This question already has answers here:
What is the lifetime of the result of std::string::c_str()?
(7 answers)
Closed 5 years ago.
Consider the MWE below,
std::string return_string()
{
return "this is a string"
}
int main()
{
const char *y = return_string().c_str();
std::string str = return_string();
const char *x = str.c_str();
std::cout << return_string() << std::endl; //Prints "this is a string"

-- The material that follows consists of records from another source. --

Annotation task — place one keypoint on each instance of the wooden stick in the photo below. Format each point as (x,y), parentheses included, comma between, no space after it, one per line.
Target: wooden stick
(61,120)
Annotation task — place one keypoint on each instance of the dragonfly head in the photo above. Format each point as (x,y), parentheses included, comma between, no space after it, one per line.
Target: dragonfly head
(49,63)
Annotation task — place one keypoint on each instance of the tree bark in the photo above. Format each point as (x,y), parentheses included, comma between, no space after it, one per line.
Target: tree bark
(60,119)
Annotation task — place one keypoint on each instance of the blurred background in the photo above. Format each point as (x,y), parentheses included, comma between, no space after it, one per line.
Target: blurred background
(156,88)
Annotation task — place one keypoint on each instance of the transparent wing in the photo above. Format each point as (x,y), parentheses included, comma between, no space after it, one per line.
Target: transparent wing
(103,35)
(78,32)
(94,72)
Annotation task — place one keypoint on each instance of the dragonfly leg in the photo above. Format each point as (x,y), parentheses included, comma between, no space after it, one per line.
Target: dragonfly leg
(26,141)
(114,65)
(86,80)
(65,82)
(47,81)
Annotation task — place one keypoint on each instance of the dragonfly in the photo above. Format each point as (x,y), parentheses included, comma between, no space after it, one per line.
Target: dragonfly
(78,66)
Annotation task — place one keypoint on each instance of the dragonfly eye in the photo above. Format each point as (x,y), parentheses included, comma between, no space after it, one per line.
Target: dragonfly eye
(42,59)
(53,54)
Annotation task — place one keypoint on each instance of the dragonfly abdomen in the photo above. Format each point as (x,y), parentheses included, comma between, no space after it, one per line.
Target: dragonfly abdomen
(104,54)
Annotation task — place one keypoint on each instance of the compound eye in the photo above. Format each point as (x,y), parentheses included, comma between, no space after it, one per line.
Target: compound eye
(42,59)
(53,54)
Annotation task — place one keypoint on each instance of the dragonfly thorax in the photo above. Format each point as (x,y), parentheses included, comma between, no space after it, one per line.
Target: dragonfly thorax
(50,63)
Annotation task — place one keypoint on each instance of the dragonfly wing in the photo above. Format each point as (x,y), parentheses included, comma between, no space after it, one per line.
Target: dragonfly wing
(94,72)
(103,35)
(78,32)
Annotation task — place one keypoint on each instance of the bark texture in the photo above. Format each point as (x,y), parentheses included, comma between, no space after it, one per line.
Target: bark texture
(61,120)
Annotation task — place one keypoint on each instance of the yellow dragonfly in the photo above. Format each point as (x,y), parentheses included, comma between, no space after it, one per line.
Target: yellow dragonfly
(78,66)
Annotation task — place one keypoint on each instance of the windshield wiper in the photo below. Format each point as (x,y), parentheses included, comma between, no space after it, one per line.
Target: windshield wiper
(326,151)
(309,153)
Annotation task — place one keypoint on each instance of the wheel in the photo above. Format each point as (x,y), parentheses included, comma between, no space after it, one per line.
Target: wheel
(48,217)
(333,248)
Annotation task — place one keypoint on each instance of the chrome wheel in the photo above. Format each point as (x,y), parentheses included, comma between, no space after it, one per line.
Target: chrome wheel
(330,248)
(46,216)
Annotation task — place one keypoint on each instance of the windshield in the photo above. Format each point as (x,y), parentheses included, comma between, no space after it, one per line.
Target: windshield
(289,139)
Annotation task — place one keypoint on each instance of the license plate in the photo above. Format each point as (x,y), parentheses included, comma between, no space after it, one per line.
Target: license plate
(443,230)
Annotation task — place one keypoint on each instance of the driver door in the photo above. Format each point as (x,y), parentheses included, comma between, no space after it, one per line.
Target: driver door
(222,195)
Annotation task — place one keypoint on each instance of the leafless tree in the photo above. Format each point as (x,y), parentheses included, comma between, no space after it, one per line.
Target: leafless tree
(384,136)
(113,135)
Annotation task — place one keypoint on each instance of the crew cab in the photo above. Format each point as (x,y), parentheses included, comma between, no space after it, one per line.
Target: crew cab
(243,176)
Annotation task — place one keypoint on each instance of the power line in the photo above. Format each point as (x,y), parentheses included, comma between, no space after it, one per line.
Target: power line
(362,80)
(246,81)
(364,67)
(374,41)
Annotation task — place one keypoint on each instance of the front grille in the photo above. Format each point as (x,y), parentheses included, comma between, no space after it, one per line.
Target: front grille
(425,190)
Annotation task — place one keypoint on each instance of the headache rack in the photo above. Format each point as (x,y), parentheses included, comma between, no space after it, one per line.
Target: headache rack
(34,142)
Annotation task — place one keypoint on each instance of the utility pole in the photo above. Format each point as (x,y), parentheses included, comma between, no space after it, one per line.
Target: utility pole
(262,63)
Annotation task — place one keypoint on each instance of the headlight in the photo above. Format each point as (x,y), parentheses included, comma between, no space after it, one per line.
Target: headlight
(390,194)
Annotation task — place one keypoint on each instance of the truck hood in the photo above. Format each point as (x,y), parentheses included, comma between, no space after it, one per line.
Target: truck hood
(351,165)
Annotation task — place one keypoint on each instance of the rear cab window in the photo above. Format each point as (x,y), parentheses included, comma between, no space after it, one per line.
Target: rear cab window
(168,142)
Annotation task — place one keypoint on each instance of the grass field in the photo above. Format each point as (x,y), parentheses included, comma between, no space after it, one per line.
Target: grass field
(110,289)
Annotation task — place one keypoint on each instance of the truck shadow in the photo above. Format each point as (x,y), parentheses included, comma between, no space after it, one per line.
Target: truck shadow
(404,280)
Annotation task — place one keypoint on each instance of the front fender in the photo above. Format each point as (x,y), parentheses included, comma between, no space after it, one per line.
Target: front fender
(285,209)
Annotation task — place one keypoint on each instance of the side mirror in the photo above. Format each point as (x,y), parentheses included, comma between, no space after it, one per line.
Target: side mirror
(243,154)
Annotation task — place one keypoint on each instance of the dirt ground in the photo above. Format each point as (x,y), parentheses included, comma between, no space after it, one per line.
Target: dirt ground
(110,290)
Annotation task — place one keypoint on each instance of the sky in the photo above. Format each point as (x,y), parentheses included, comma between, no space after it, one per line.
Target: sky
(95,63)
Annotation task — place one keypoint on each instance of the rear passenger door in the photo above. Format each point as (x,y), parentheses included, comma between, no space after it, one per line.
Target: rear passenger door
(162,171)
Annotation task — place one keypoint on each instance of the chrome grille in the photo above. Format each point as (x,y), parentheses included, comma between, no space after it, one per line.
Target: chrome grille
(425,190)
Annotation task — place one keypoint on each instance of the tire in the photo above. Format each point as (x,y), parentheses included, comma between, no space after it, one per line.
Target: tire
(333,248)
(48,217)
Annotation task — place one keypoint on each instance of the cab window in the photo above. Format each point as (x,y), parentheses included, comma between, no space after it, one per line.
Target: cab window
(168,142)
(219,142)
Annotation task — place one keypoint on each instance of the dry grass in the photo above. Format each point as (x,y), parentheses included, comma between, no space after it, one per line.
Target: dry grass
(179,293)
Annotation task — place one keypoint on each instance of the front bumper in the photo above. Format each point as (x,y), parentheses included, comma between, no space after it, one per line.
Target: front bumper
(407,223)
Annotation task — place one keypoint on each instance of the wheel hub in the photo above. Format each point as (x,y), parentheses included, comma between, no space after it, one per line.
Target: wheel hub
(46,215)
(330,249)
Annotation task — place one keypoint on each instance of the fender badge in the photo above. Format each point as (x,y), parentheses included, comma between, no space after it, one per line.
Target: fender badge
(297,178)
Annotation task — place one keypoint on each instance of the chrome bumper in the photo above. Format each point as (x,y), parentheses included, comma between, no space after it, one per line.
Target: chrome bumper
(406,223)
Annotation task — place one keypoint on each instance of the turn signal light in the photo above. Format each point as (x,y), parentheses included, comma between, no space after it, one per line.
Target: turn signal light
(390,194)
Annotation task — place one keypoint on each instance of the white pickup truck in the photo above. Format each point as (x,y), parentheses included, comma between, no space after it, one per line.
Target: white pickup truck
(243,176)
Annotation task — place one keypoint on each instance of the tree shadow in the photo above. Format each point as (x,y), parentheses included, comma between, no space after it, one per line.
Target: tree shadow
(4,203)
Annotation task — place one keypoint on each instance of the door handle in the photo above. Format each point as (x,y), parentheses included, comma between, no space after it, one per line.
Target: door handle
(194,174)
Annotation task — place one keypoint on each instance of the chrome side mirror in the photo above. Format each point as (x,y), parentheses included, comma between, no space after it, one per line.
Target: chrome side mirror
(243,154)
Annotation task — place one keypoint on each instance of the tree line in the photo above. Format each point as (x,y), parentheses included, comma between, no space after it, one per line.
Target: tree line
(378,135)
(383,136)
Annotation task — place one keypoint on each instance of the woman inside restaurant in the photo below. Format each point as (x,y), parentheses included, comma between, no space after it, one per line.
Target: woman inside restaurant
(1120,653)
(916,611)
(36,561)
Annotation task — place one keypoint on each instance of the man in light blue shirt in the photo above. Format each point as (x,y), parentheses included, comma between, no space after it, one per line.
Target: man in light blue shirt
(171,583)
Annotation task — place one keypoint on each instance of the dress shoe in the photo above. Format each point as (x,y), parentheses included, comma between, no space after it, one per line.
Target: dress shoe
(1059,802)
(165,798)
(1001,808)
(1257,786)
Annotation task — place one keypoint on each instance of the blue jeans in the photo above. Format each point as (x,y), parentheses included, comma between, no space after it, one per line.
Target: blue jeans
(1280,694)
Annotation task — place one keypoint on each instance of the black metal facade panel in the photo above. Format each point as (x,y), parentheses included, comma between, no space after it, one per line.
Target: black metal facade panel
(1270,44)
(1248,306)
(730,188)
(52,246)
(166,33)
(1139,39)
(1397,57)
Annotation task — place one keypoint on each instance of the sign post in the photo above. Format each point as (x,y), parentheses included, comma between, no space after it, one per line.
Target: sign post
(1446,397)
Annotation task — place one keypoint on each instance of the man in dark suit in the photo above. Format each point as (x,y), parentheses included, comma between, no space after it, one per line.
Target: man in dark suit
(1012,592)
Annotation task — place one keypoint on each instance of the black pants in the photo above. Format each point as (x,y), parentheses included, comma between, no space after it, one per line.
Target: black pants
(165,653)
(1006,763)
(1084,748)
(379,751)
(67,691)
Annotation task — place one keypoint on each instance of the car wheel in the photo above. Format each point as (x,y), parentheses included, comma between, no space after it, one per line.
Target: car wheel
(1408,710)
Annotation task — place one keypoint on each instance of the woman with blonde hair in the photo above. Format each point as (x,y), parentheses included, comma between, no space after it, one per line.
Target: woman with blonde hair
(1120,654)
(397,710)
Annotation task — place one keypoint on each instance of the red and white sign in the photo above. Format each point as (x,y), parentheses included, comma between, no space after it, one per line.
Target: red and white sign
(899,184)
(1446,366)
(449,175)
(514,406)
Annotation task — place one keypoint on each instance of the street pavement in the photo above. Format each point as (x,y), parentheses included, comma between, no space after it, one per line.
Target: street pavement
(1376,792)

std::cout << y << std::endl; // Prints Weird characters
std::cout << x << std::endl; //Prints "this is a string"
std::cin.ignore();
return 0;
}
I have a function which returns a string and I need to convert it to a c-style string. Doing return_string().c_str() gives me weird output like
▌▌▌▌▌▌▌▌▌▌▌▌▌▌▌▌▌▌▌▌▌▌▌▌▌▌▌▌▌▌▌▌▌▌▌▌p. But if I store the output of a function in a string first and then convert that string to a c-style string it works. What is wrong with the first way?
When you do return_string().c_str() you get the pointer to a temporary object that will go out of scope once the expression is finished. If you save the pointer and use it later you will have undefined behavior.
With
std::string str = return_string();
you copy the returned temporary object. Getting a pointer to the copy will work since it still exists in the program at the point when you use the pointer.
const char *y = return_string().c_str();
is a problem if you wish to use y later to access the contents. In that line, the return value of return_string() is a temporary that gets destroyed after that line is executed. Hence, y is dangling pointer.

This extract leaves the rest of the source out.